The models built by those dedicated to the craft bear little resemblance to the ones that many children put together with parts from a box.
"The average modeler in this room will have the same number of tools as a good jeweler," said Jones, past president and co-founder of the club.
The members of the group pride themselves on tweaking box models to enhance realism. Some forego model kits altogether and use plastic strips to create their masterpieces.
Hagerstown resident David Monnett, a graphic artist, said he finds the hobby more challenging than most of his work.
"I find model building to be hardest," said Monnett, 33, the group's vice president. "I think it's an art form, really Everybody thinks just kids build models, and that's just not the case."
The modelers said they go to extreme lengths to ensure precision in their work. Some attend annual conventions that arrange special tours of military aircraft and Formula I race cars. Jones said this allows them to take note of tiny details that they might not find in books.

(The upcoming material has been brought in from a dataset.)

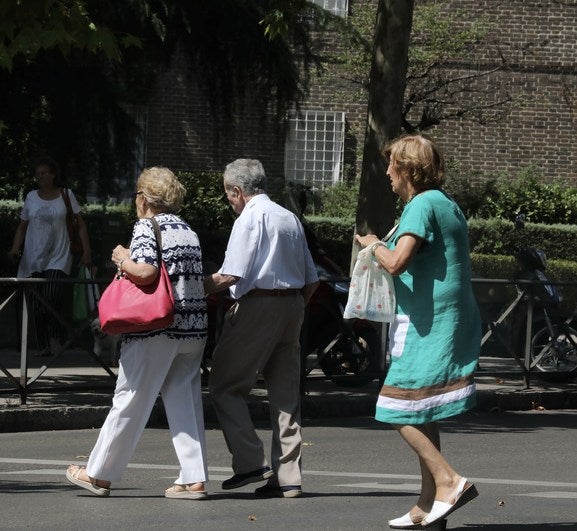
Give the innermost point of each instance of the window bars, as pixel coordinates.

A modeler may take a jet fighter that comes in a box and refine it over a period of months, Jones said. Most store-bought model airplanes have very basic cockpits. But Jones said he adds small details, using material left over from other models or virgin plastic.
Jones said he also strives for maximum historical accuracy. When he picks a plane, he chooses a specific aircraft flown by a specific pilot. To individualize it, he said he adds insignias and replicates the chinks and marks of the real plane.
Jones said it is important that the plane does not look like it just came off the assembly line.
"What you're trying to do is make it look like someone shrank the real airplane or real boat or real car," he said.
Such detail, while unimportant to casual hobbyists, is essential for those who compete, Jones said. He and several other group members enter models in fiercely competitive contests in which the tiniest flaw can make the difference.
Wayne Wachsmuth, 62, a retired lieutenant colonel in the Air Force with more than 6,000 hours of flying experience, helped write the judging rules for national competitions. For 12 years, he was the chief judge and chairman of the contest committee.
Like many, he developed an interest in models as a child. The Shippensburg, Pa., resident said he has more projects going than he knows what to do with.
"None of us will ever live long enough to complete all our models - and we know it," he said.
Many of the group's members come from military backgrounds, Jones said. Models provide an outlet for those who long for the multimillion machines they once worked with every day.
"Can't afford a real B-51," said Maugansville resident Steve Mesner, 43.
Some have a more personal attachment to their creations than others.
Bill Woodal, for example, recently completed building a model of his oil tank. He said he decided to build it when a model company introduced a replica of the truck he drives for Chemical Leaman Tank Lines in Hagerstown.
Using a tailpipe and measurements of the real McCoy, Woodal, 48, said he worked off and on for about a year.
"They came out with a model of my truck and I just put the tank with it," he said.